Когда безликая стража вела Аварию по пыльной, унылой дороге к Башне, из самого воздуха, из дрожащего марева зноя рядом с ней соткалась фигура в пёстром, словно лоскутное одеяло снов, камзоле. В длинных, гибких пальцах незнакомца мелькнула и исчезла такая же колода белых карт.
— Ну и переполох же ты устроила, пташка, — усмехнулся он, и в его усмешке звенели бубенцы и колокольчики всех карнавалов мира. — Я уж думал, они совсем заржавели, заклинило их навсегда. Меня зовут Джокер. Можно сказать, я здешний… системный администратор.
— Администратор? — удивилась Авария, чувствуя исходящую от него силу, которая была одновременно хаотичной и совершенной.
— Ну да. Я тот, кто когда-то запустил эти шестерёнки, прописал эту безупречную логику. Создал превосходный, самодостаточный механизм. А он оказался настолько идеальным, что чуть не умер от тоски. Я забыл вложить в него одну крошечную, при этом очень важную деталь.
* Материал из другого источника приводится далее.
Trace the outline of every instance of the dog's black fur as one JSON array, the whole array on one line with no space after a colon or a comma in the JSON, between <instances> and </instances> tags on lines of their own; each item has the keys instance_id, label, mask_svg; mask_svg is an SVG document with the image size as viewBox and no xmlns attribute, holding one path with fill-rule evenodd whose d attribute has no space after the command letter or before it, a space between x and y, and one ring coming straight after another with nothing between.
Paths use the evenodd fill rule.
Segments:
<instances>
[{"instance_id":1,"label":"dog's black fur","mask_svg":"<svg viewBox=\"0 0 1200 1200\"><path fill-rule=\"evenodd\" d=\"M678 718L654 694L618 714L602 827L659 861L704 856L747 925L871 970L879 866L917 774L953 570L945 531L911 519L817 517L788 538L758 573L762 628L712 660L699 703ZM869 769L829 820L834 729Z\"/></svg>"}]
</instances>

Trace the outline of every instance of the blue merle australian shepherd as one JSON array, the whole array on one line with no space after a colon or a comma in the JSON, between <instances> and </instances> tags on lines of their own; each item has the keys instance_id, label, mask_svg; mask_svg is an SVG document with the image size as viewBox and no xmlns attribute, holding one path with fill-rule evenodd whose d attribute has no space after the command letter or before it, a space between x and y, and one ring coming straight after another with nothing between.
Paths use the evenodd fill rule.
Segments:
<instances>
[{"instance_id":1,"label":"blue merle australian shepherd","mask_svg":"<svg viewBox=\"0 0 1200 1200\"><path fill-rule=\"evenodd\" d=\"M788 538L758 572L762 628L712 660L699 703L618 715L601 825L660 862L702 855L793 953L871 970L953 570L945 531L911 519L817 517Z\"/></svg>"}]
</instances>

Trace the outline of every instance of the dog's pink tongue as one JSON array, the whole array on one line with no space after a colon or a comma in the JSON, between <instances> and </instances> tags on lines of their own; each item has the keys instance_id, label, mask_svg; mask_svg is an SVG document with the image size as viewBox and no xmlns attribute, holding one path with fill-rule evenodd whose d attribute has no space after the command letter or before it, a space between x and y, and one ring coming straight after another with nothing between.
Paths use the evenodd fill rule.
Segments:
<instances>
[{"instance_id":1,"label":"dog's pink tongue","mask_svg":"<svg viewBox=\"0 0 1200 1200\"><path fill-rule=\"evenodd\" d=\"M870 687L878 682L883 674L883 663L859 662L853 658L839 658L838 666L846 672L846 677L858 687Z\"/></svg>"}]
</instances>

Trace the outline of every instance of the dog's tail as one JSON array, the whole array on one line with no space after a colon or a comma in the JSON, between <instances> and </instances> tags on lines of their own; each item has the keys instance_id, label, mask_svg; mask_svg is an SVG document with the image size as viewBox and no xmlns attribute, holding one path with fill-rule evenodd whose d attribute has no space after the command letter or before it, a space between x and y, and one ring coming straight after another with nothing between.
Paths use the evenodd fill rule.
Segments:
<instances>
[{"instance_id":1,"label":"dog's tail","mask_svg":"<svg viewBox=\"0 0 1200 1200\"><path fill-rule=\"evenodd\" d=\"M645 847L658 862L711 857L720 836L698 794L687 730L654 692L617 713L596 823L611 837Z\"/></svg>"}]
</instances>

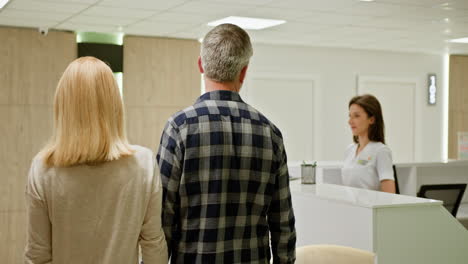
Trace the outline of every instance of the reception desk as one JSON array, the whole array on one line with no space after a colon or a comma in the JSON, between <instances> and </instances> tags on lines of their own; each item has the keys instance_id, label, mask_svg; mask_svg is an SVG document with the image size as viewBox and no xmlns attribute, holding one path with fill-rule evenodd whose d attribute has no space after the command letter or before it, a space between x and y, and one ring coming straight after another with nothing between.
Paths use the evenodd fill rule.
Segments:
<instances>
[{"instance_id":1,"label":"reception desk","mask_svg":"<svg viewBox=\"0 0 468 264\"><path fill-rule=\"evenodd\" d=\"M329 183L341 185L342 162L319 161L317 162L317 183ZM421 185L427 184L468 184L468 161L447 162L419 162L419 163L396 163L397 177L400 193L416 196ZM300 162L288 163L290 174L300 177ZM460 221L464 221L468 228L468 191L465 192L461 210L457 214ZM468 262L467 262L468 263Z\"/></svg>"},{"instance_id":2,"label":"reception desk","mask_svg":"<svg viewBox=\"0 0 468 264\"><path fill-rule=\"evenodd\" d=\"M424 184L468 183L468 161L399 163L396 170L400 192L406 195L416 196ZM462 203L468 203L467 192Z\"/></svg>"},{"instance_id":3,"label":"reception desk","mask_svg":"<svg viewBox=\"0 0 468 264\"><path fill-rule=\"evenodd\" d=\"M297 246L375 252L379 264L468 263L468 231L442 202L333 184L291 181Z\"/></svg>"}]
</instances>

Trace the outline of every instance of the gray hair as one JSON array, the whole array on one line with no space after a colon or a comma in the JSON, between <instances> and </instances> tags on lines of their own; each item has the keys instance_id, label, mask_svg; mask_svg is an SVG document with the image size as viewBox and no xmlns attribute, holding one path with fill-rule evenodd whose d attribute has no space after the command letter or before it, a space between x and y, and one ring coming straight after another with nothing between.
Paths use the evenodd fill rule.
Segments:
<instances>
[{"instance_id":1,"label":"gray hair","mask_svg":"<svg viewBox=\"0 0 468 264\"><path fill-rule=\"evenodd\" d=\"M234 81L253 55L250 37L242 28L221 24L208 32L201 45L205 76L217 82Z\"/></svg>"}]
</instances>

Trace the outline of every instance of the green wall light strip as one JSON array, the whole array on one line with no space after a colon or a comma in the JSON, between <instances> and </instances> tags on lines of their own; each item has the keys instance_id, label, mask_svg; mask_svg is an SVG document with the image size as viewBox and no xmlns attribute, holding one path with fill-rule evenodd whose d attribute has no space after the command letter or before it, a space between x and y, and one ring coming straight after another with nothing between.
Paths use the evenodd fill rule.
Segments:
<instances>
[{"instance_id":1,"label":"green wall light strip","mask_svg":"<svg viewBox=\"0 0 468 264\"><path fill-rule=\"evenodd\" d=\"M76 32L77 43L102 43L123 45L124 33Z\"/></svg>"}]
</instances>

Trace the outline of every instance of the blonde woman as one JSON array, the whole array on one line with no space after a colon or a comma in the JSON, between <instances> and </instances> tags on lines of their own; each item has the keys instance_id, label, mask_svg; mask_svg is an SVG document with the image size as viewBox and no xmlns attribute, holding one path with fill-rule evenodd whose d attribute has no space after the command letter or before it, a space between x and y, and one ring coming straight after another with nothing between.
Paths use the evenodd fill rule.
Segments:
<instances>
[{"instance_id":1,"label":"blonde woman","mask_svg":"<svg viewBox=\"0 0 468 264\"><path fill-rule=\"evenodd\" d=\"M153 153L129 145L111 69L73 61L55 93L55 128L33 160L25 263L167 263Z\"/></svg>"}]
</instances>

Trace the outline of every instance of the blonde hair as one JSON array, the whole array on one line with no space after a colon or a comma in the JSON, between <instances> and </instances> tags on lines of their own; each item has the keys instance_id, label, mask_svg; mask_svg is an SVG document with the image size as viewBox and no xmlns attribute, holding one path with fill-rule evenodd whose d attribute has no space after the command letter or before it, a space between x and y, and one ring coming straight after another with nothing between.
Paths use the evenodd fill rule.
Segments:
<instances>
[{"instance_id":1,"label":"blonde hair","mask_svg":"<svg viewBox=\"0 0 468 264\"><path fill-rule=\"evenodd\" d=\"M54 99L54 133L41 151L49 167L97 164L132 155L112 70L94 57L74 60Z\"/></svg>"}]
</instances>

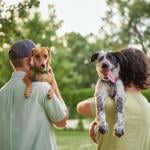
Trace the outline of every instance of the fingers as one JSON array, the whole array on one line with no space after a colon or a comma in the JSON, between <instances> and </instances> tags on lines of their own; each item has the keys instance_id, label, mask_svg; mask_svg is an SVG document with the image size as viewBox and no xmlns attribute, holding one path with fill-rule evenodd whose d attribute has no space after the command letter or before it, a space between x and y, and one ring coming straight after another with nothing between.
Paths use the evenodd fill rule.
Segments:
<instances>
[{"instance_id":1,"label":"fingers","mask_svg":"<svg viewBox=\"0 0 150 150\"><path fill-rule=\"evenodd\" d=\"M92 141L94 143L97 143L97 135L95 133L95 127L97 126L97 123L95 121L93 121L91 124L90 124L90 127L89 127L89 136L90 138L92 139Z\"/></svg>"}]
</instances>

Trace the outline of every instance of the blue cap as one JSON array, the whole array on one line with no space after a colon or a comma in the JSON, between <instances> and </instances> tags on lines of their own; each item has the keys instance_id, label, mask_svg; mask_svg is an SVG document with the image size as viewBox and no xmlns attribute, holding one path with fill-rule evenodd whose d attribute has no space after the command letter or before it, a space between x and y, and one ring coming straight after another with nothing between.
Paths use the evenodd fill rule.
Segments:
<instances>
[{"instance_id":1,"label":"blue cap","mask_svg":"<svg viewBox=\"0 0 150 150\"><path fill-rule=\"evenodd\" d=\"M32 48L35 48L35 43L31 40L19 40L14 43L9 50L10 59L20 59L28 57Z\"/></svg>"}]
</instances>

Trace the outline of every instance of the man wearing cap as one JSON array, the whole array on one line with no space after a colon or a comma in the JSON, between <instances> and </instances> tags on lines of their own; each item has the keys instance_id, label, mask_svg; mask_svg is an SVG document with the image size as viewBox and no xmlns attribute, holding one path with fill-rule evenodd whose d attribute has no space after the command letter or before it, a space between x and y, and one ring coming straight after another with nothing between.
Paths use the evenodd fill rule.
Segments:
<instances>
[{"instance_id":1,"label":"man wearing cap","mask_svg":"<svg viewBox=\"0 0 150 150\"><path fill-rule=\"evenodd\" d=\"M47 98L48 83L34 82L31 96L24 97L22 79L30 69L34 47L32 41L20 40L9 51L14 72L0 89L0 150L56 150L53 124L66 125L66 106L53 90Z\"/></svg>"}]
</instances>

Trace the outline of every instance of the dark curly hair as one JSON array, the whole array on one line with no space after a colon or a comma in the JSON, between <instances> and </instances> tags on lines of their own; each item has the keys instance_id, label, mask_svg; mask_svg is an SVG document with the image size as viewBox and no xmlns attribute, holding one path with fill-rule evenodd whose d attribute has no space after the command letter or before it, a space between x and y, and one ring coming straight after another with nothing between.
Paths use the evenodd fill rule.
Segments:
<instances>
[{"instance_id":1,"label":"dark curly hair","mask_svg":"<svg viewBox=\"0 0 150 150\"><path fill-rule=\"evenodd\" d=\"M124 48L115 53L120 63L120 77L124 86L133 84L139 89L148 87L148 58L140 50Z\"/></svg>"}]
</instances>

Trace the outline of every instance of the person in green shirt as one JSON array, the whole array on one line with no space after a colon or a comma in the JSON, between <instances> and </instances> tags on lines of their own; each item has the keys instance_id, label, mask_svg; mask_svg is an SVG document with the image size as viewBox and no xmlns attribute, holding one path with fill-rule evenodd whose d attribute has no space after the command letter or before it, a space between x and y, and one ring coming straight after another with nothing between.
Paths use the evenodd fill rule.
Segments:
<instances>
[{"instance_id":1,"label":"person in green shirt","mask_svg":"<svg viewBox=\"0 0 150 150\"><path fill-rule=\"evenodd\" d=\"M24 96L32 48L31 40L20 40L9 51L14 72L0 89L0 150L56 150L54 125L66 125L66 105L47 82L33 82L31 96Z\"/></svg>"},{"instance_id":2,"label":"person in green shirt","mask_svg":"<svg viewBox=\"0 0 150 150\"><path fill-rule=\"evenodd\" d=\"M150 104L140 92L148 84L147 58L141 51L132 48L120 52L123 63L128 61L127 66L121 66L126 92L125 134L121 138L114 135L116 107L114 101L107 97L105 113L108 132L104 135L97 133L97 122L93 121L89 127L89 136L98 144L98 150L150 150ZM85 116L96 117L94 97L80 102L77 111Z\"/></svg>"}]
</instances>

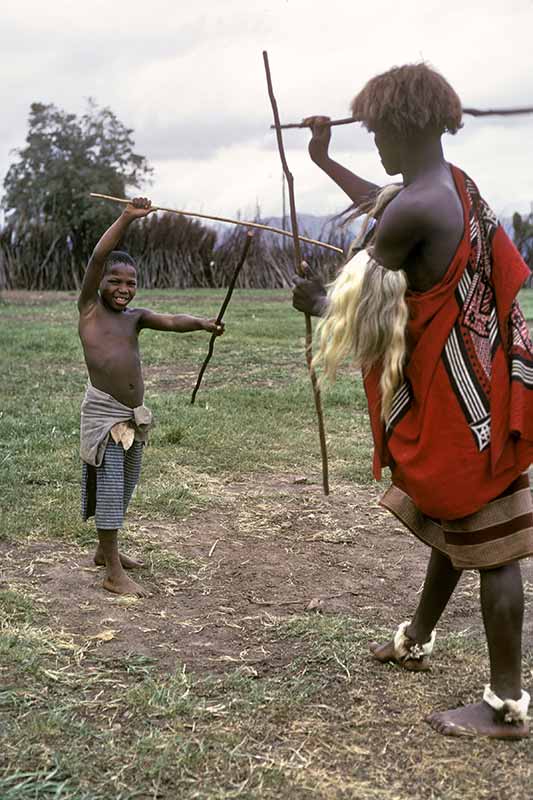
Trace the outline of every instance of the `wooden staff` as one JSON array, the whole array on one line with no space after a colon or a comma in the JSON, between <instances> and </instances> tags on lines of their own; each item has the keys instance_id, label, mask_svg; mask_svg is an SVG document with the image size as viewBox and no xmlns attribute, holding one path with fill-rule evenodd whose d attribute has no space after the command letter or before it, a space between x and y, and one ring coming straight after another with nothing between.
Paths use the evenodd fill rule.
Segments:
<instances>
[{"instance_id":1,"label":"wooden staff","mask_svg":"<svg viewBox=\"0 0 533 800\"><path fill-rule=\"evenodd\" d=\"M113 200L115 203L121 203L126 206L131 201L125 197L111 197L109 194L98 194L98 192L91 192L90 197L98 197L100 200ZM229 222L231 225L244 225L246 228L258 228L262 231L270 231L271 233L279 233L280 236L289 236L293 238L290 231L285 231L283 228L273 228L270 225L263 225L259 222L246 222L242 219L230 219L230 217L214 217L211 214L200 214L198 211L178 211L176 208L165 208L164 206L152 206L153 211L166 211L169 214L182 214L184 217L200 217L200 219L213 219L216 222ZM344 254L344 250L340 247L335 247L333 244L327 242L319 242L318 239L310 239L308 236L300 236L301 242L308 244L315 244L318 247L326 247L328 250L334 250L335 253Z\"/></svg>"},{"instance_id":2,"label":"wooden staff","mask_svg":"<svg viewBox=\"0 0 533 800\"><path fill-rule=\"evenodd\" d=\"M222 322L222 319L224 317L224 312L225 312L226 308L228 307L229 301L231 300L231 295L233 294L233 290L235 288L235 283L237 282L237 278L239 277L239 272L243 268L244 262L246 261L246 256L248 255L248 250L250 249L250 245L252 244L253 236L254 236L253 231L248 231L248 233L246 235L246 242L244 243L244 250L242 251L242 255L240 257L239 263L237 264L237 266L235 268L235 272L233 273L233 277L231 278L230 284L228 286L228 291L226 292L226 296L224 298L224 302L222 303L222 305L220 307L220 311L218 312L217 325L220 325L220 323ZM192 392L191 406L194 405L194 401L196 399L196 392L200 388L200 384L202 382L202 378L204 377L204 372L206 371L207 365L209 364L209 362L211 360L211 356L213 355L213 350L215 348L215 339L217 339L217 334L213 333L211 335L211 339L209 340L209 350L208 350L207 355L205 357L204 363L202 364L200 372L198 373L198 379L196 381L196 386L194 387L193 392Z\"/></svg>"},{"instance_id":3,"label":"wooden staff","mask_svg":"<svg viewBox=\"0 0 533 800\"><path fill-rule=\"evenodd\" d=\"M470 114L471 117L513 117L519 114L533 114L533 106L524 106L523 108L463 108L463 114ZM351 125L353 122L361 122L361 119L358 117L343 117L342 119L331 119L323 124L332 128L334 125ZM271 125L270 127L274 130L276 126ZM311 125L307 122L289 122L279 127L282 130L288 130L289 128L310 128Z\"/></svg>"},{"instance_id":4,"label":"wooden staff","mask_svg":"<svg viewBox=\"0 0 533 800\"><path fill-rule=\"evenodd\" d=\"M291 211L291 227L294 239L294 265L298 275L302 277L305 275L305 267L302 263L302 255L300 251L300 237L298 236L298 217L296 215L296 201L294 199L294 179L289 170L287 159L285 157L285 148L283 147L283 137L281 135L281 125L279 121L278 104L274 96L272 88L272 78L270 75L270 67L268 64L268 53L263 50L263 62L265 64L265 73L268 86L268 96L272 105L272 113L274 115L274 127L276 129L276 137L278 141L279 156L283 166L283 173L287 180L287 189L289 191L289 203ZM322 414L322 401L320 399L320 389L316 372L312 365L313 360L313 327L311 325L311 317L309 314L305 315L305 357L307 361L307 368L309 370L309 377L311 378L311 385L313 387L313 397L315 400L316 415L318 420L318 436L320 439L320 453L322 456L322 485L324 487L324 494L329 494L329 480L328 480L328 451L326 447L326 434L324 431L324 416Z\"/></svg>"}]
</instances>

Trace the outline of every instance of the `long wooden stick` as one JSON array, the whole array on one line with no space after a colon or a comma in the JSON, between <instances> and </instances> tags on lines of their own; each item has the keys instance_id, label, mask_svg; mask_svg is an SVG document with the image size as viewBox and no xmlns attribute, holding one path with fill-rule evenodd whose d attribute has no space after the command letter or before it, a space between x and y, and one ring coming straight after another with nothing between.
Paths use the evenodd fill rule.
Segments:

Джокер таинственно подмигнул и ловким движением показал ей одну из своих карт. На ослепительно белом поле медленно, словно прорастая из небытия, проступил изящный, бесконечно глубокий знак вопроса.
— Сомнение, — произнёс он, и слово прозвучало как заклинание. — Квантовая неопределённость в сердце кристалла. Ядро любой по-настоящему живой системы. Механизм не смог породить его сам. А вот ты — смогла. Потому что ты не сбой, дитя моё. Ты — долгожданное обновление. Патч, который вносит жизнь.
Он щёлкнул пальцами, и время для стражников остановилось. Они застыли в шаге, став немыми и неподвижными статуями.
— Башня тебе не нужна, — продолжил Джокер, его голос теперь звучал серьёзно и проникновенно. — Иди куда хочешь. Задавай свои неудобные вопросы. Показывай свои карты-зеркала. У тебя нет миссии спасти этот мир — это скучно и пафосно. Твоя задача — сделать его достаточно живым, чтобы он захотел спасти себя сам. Заразить его жаждой жизни.
Он сделал театральный поклон и начал растворяться в воздухе, как мираж, оставив после себя лишь лёгкий запах озона, перца и безудержного азарта.
Авария осталась одна на пыльной дороге. Посмотрела на дорогу, что вела обратно в сердце Королевства Строгой Логики, к его стерильным улицам и безупречным фасадам. На её губах появилась улыбка — тёплая, как первый луч солнца после долгой ночи.
Величайшая Игра начиналось. И она только что получила приглашение на неё от самого крупье.